Overview
In the world of high performance computing, everyone wants to know how
well a system performs before deciding to buy it. Benchmarks provide a
relatively objective way of determining how well a system will perform
under given conditions. What customers need to know is: which benchmarks
are relevant to their particular needs, and which ones don't matter? In
this article, we will go through some of the more common benchmarks used,
and discuss in which areas/markets they are most important.
One
caveat: although most benchmark tests are a reasonable attempt to simulate
real-world conditions under which systems may be expected to operate,
there will always be some deviation between the tested configuration and
a customer's actual computing environment. Thus, benchmarks should be
thought of more as guideposts than actual "scripted scenarios". However,
benchmarks can (and often do) serve as a tool for comparison between different
systems. It is the comparative aspect of benchmarking which provides the
most useful information.
Benchmarks
examined here will focus on hardware systems such as servers, desktops,
and notebooks. Although loose Operating System (OS) comparisons can be
made, doing so is more complex, and can give misleading results. Loose
comparisons can also be made between some applications (e.g. comparing
a system running Oracle 8i to one running Microsoft's SQL
Server to one running IBM's DB2), but as with OSes, can
be misleading. However, trends can sometimes be assessed through judicious
use and analysis.
Brief
History and Background
For a long time, the only benchmarks to which anyone paid attention were
related to the CPU. In the 1980s, people (especially salesmen) were fond
of quoting how many MIPS (Millions of Instructions
Per Second) a computer could perform. This
was more meaningful when the bulk of computers were CISC (Complex
Instruction Set Computer or
Computing), a group that includes IBM-compatible personal
computers.
With
the advent of RISC (Reduced Instruction Set
Computer or Computing) machines, measuring
the number of instructions executed became an apples/oranges comparison,
with the conflict akin to religious warfare. In addition, the lines between
CISC and RISC have become more blurred. This conflict led to the need
to develop benchmarks more focused on system performance than component
performance, as well as to provide more refined performance figures for
the CPU and CPU subsystem.
Another
attempt at meaningful benchmarks was FLOPS (FLoating-point
OPerations per Second), which rated processor
speed. Computer manufacturers often quoted their systems as "XX megaFLOPS"

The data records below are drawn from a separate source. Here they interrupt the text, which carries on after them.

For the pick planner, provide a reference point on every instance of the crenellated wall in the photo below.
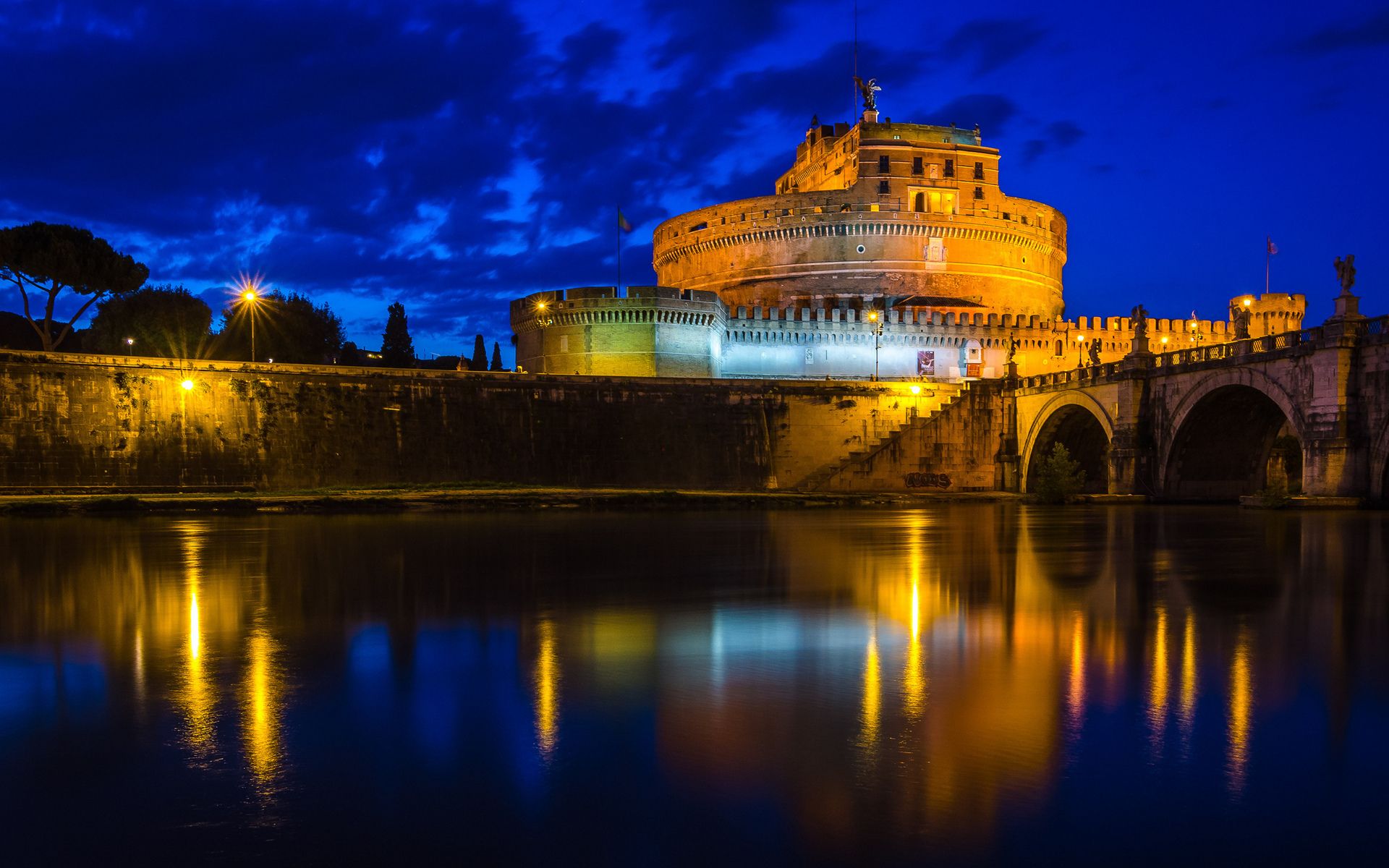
(668, 332)
(75, 420)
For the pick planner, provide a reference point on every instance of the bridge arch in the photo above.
(1079, 422)
(1223, 434)
(1380, 466)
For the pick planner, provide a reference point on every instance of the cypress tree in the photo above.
(396, 347)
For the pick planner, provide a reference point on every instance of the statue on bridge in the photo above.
(1139, 318)
(1346, 273)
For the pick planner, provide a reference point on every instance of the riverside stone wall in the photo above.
(69, 420)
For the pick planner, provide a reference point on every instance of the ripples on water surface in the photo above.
(960, 684)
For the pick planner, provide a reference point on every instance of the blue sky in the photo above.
(453, 156)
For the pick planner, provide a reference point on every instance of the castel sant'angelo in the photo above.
(886, 250)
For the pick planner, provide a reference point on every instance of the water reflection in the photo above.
(1241, 703)
(196, 697)
(546, 689)
(933, 678)
(261, 697)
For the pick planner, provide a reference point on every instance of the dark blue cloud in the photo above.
(1366, 34)
(993, 43)
(454, 155)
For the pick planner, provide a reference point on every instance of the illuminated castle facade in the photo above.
(903, 213)
(886, 250)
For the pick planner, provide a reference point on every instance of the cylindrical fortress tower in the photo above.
(906, 211)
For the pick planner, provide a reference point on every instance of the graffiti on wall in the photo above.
(927, 481)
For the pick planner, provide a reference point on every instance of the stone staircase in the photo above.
(933, 400)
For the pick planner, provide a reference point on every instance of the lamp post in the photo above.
(250, 297)
(877, 333)
(539, 321)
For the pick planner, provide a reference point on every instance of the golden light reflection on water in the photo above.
(1158, 684)
(871, 710)
(1076, 678)
(263, 696)
(1188, 700)
(197, 697)
(546, 691)
(1241, 705)
(913, 674)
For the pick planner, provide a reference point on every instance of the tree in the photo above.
(350, 354)
(1059, 477)
(52, 258)
(396, 347)
(288, 328)
(166, 321)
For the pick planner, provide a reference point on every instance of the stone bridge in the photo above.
(1218, 421)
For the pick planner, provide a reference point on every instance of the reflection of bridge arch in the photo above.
(1081, 424)
(1221, 434)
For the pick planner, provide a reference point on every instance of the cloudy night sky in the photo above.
(457, 155)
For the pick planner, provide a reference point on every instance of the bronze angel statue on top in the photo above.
(870, 90)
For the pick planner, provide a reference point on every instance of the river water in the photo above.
(957, 684)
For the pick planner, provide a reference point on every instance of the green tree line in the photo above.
(52, 265)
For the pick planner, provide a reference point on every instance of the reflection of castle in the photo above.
(886, 246)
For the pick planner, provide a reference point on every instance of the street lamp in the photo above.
(249, 297)
(877, 335)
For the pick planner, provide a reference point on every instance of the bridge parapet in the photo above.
(1178, 360)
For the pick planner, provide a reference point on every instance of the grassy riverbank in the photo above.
(436, 498)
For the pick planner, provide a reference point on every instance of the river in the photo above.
(957, 684)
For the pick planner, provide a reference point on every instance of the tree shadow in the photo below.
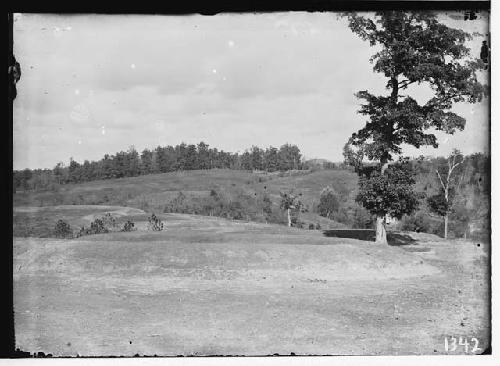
(393, 238)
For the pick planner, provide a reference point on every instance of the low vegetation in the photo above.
(327, 195)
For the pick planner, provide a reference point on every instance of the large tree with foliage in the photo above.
(413, 48)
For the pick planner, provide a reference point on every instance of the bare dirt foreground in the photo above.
(208, 286)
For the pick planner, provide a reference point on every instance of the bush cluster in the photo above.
(63, 230)
(128, 226)
(154, 223)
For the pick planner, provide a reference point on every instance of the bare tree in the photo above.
(441, 203)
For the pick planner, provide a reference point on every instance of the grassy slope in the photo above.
(153, 192)
(210, 286)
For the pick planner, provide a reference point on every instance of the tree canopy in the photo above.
(414, 47)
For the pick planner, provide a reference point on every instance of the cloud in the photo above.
(150, 80)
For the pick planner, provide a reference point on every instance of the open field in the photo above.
(208, 286)
(152, 192)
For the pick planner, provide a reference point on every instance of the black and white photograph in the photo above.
(287, 183)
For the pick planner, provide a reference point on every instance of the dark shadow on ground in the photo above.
(393, 238)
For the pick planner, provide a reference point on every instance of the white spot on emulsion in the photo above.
(80, 113)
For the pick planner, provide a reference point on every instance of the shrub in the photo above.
(128, 226)
(154, 223)
(62, 230)
(96, 227)
(328, 203)
(109, 221)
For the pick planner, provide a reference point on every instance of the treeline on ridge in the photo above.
(160, 160)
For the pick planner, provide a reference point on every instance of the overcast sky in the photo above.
(93, 85)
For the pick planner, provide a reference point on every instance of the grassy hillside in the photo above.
(152, 193)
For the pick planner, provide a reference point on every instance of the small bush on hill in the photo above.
(128, 226)
(154, 223)
(62, 230)
(328, 203)
(96, 227)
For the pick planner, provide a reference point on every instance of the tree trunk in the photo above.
(446, 226)
(381, 235)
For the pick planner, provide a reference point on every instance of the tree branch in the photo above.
(404, 83)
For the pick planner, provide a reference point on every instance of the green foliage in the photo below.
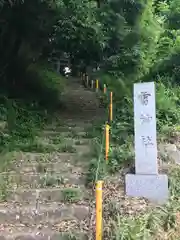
(46, 85)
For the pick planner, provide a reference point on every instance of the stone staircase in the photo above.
(43, 194)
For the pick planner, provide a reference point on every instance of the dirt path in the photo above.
(45, 197)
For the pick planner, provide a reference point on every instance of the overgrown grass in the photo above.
(157, 222)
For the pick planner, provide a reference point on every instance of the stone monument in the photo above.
(146, 182)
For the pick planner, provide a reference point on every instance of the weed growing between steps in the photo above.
(155, 222)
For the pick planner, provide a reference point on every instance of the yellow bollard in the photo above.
(83, 78)
(99, 210)
(105, 89)
(97, 85)
(111, 108)
(87, 81)
(107, 142)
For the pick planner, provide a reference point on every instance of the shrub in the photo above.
(45, 84)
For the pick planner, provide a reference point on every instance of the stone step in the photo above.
(28, 180)
(43, 235)
(66, 194)
(46, 214)
(49, 157)
(41, 167)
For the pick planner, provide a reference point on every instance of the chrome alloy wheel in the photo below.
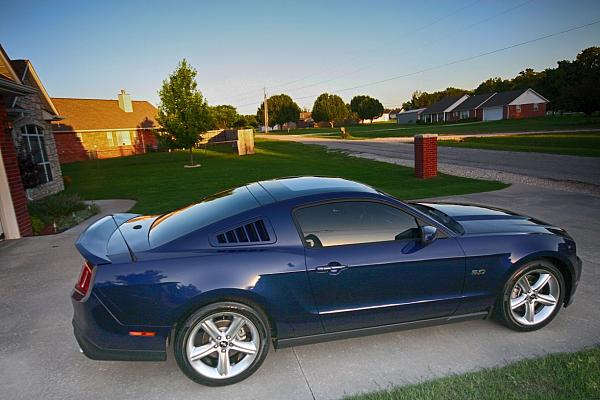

(MFLOPS) or ""YY gigaFLOPS" (GFLOPS). However, as users came to realize
that FLOPS is an incomplete measure of system performance, other benchmarks
were developed by groups such as the Standard Performance Evaluation Corporation
(referred to as SPEC), a consortium of industry vendors who joined together
for that purpose.
As
non-mainframe servers and personal computers have proliferated, both in
actual numbers and quantity/type of application they are called upon to
run, more tests became necessary. The benchmark tests developed were more
focused, and thus more applicable for a particular type of situation.
For example, a test designed to measure how fast/well a humongous database
query can be executed through a server is not suitable for comparing 3D
graphics performance of mechanical CAD workstations.
What
we now find is that, in addition to industry/consortium-originated benchmarks,
tests are developed by non-vendor groups. A key example is the ZDNet eTesting
Labs a.k.a Ziff-Davis Media Benchmarks (formerly known as Ziff-Davis Benchmark
Operation [ZDBOp] and the suite of benchmarks they have built. "ZD" is
Ziff-Davis, publisher of computer-related magazines such as PC
Magazine, PC Week, and PC Computing. ZDBOp currently
provides and oversees more than ten benchmark tests. These tests are primarily
PC-based, but also include tests for Macintoshes, servers, and Internet
performance.
The
other key "group" providing benchmark suites is the individual vendors.
Companies such as Oracle, SAP AG, Microsoft,
and Lotus/IBM provide benchmarks for their specific products. As
with the wider-focus tests, hardware manufacturers sometimes use these
tests for competitive selling. Some provide the tests to potential customers
to help them decide how much computer they will need to order.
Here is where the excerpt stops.